I have a bone to pick with CNN writer John Blake. His recent article ponders some new statistics about seminaries which, in part, find,
…the nation’s seminaries are enjoying a baby boomers boom – the 50-or-older demographic group is the fastest-growing demographic at U.S. divinity schools, according to the Association of Theological Schools (ATS).
The article glosses over the motivation for older individuals entering seminary. Not to disparage my late-blooming colleagues, because many of them are excellent pastors, but I don’t think we can overlook the appeal of ministry during an economic downturn. This, I think, is especially true in the mainline denominations, many of whom provide relatively stable jobs (sometimes, unfortunately, tantamount to tenure) once you have been fully recieved as a pastor in the ecclesial community.

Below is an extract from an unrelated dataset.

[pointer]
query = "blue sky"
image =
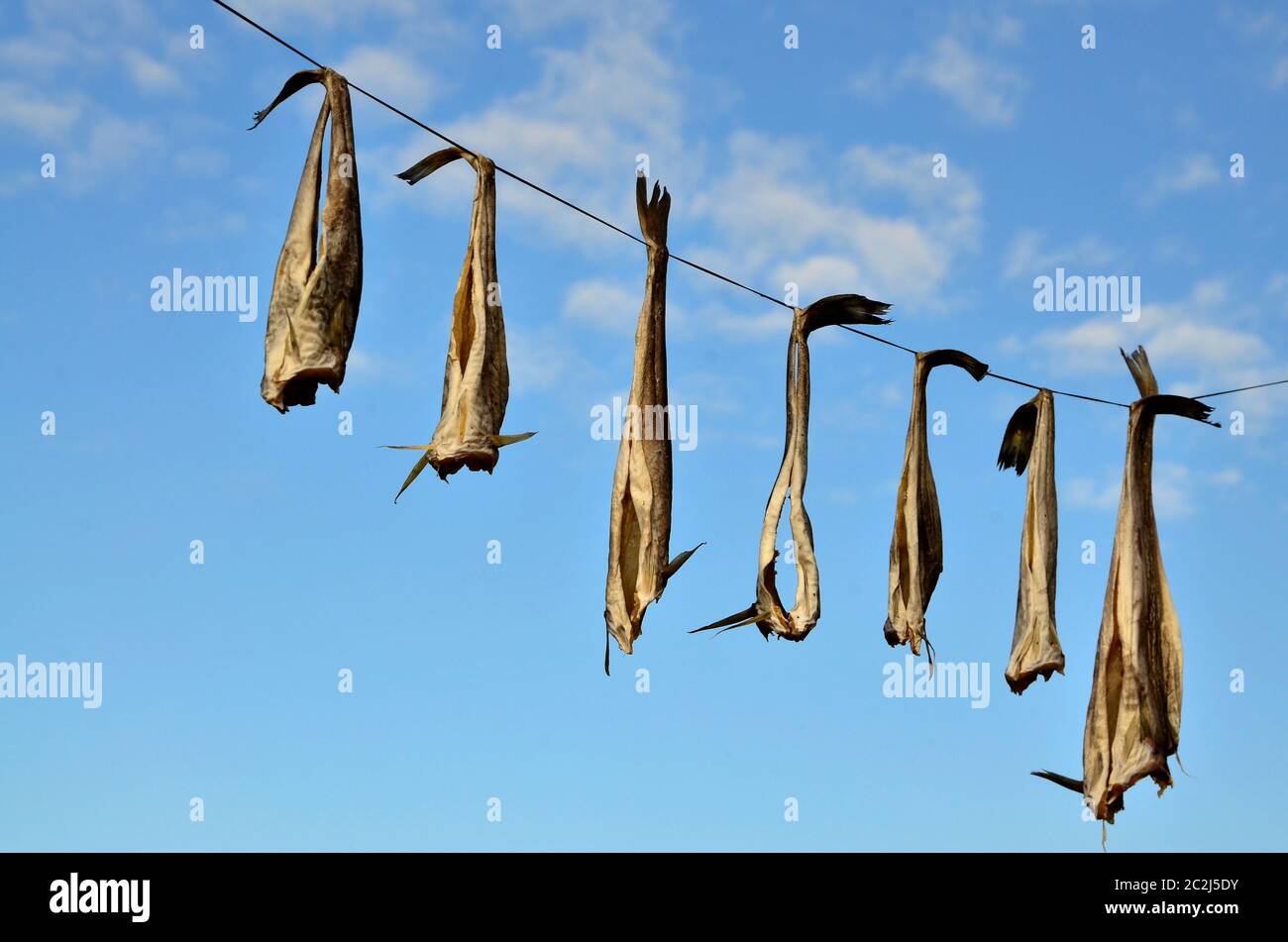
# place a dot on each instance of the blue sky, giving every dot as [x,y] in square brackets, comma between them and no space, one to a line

We shouldn’t be ashamed of the economic motivation; pastors are human beings, after all, and we want our kids to have food like everyone else.
But near the end, the article descends into the realm of “maybe…” and annoys me. Here’s what Blake asks:
The article brought a question to my mind, though. In athletics, age is a liability. Older athletes lose strength and flexibility.

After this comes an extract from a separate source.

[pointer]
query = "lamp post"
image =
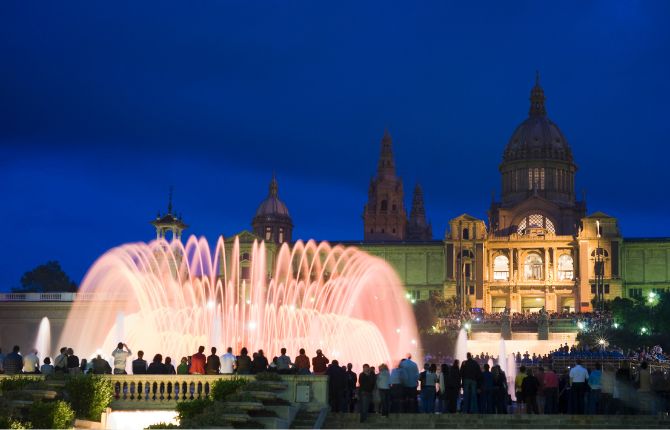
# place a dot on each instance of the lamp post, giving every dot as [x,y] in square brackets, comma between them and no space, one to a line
[599,271]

But could old age equip people to be better ministers?
For example, how can a young minister who has never been married or had children or even lost many friends to death counsel grieving couples?
And might an older minister do better at dealing with the temptations of ego, sex, and money?

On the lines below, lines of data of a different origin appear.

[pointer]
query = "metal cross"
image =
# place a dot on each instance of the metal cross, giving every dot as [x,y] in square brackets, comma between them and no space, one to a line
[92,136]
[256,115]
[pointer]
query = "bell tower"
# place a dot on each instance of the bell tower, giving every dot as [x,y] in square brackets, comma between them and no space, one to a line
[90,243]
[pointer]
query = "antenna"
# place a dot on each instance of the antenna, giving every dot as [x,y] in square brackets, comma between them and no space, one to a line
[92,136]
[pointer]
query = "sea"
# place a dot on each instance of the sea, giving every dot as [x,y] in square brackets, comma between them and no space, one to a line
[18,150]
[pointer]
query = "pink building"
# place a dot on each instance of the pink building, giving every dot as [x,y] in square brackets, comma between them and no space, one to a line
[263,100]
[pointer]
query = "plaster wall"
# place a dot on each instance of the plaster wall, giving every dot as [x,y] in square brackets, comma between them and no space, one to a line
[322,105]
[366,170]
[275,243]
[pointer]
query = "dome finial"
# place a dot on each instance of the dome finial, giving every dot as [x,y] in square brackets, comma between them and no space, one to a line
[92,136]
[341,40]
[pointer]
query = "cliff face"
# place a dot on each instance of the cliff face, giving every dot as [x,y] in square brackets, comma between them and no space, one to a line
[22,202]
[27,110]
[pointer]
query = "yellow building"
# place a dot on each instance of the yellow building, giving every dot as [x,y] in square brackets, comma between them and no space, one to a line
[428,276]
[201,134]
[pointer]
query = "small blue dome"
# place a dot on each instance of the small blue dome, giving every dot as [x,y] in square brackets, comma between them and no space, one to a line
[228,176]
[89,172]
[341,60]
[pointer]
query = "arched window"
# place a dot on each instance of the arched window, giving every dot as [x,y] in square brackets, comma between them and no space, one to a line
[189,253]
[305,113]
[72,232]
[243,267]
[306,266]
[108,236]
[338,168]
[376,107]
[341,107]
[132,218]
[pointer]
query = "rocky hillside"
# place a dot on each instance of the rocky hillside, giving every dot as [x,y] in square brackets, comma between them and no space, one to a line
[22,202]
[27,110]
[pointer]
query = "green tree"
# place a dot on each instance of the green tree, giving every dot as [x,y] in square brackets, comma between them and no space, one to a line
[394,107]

Is it better to be a rookie minister when you have gray hair?
I shall respond to each question in turn:
A) Possibly, at first. An older pastor can potentially relate to older church members better. Also, there is a feeling that an older person has the “wisdom of age” even if they don’t have church experience. But my experience has been that, at under 30, I love spending time with my older members and have an excellent report with them.
B) I’m not sure what this question is asking. It looks like it may be asking specifically about counseling a couple grieving the loss of a child. But really, the question is nothing new. It’s the same old, “How do Catholic priests counsel married couples?” issue, which misunderstands the nature of pastoral counseling. A pastor is equipped to be present with people at any stage of life, pray with and for them, and share with them the wisdom of the Church as handed down through Scripture and tradition. Serious counseling should only be done by pastors with serious training. But, old or young, new or veteran, a good pastor can sit and grieve with anyone. We are always dealing with situations we’ve never faced (because there are a lot of different things that go wrong in this life!); that’s the nature of the calling. We might just as well ask, “How can a pastor who was married at 23 counsel a person who is single at 45?” As pastors, we must do our work in the hope that the Lord will provide what He requires. That’s faith.
C) No. Dumb question. As we age, the temptations of ego, sex, and money do not go away. Look at Hugh Hefner. Look at Silvio Berlusconi. There are a lot of ego-driven, sex-crazed, greedy old men around. And women. Think about all those “real housewives” shows. I hope they use the term ‘real’ lightly.
D) Perhaps. But there is one big drawback: it takes time to learn the ropes of ministry. You can read all the books you want to, get all the degrees you want to, but nothing replaces time in the pastoral office for understanding and effectiveness. “Life experience” does not replace actual pastoral experience. Pastors, old and young, can of course serve with faithfulness and effectiveness. It is never too late to hear the call, and I appreciate
all most who heed it. But there is no denying that starting out early gives the pastor a chance to learn, over a lifetime, what the ministerial vocation is all about. Rome wasn’t built in a day, and neither are pastors.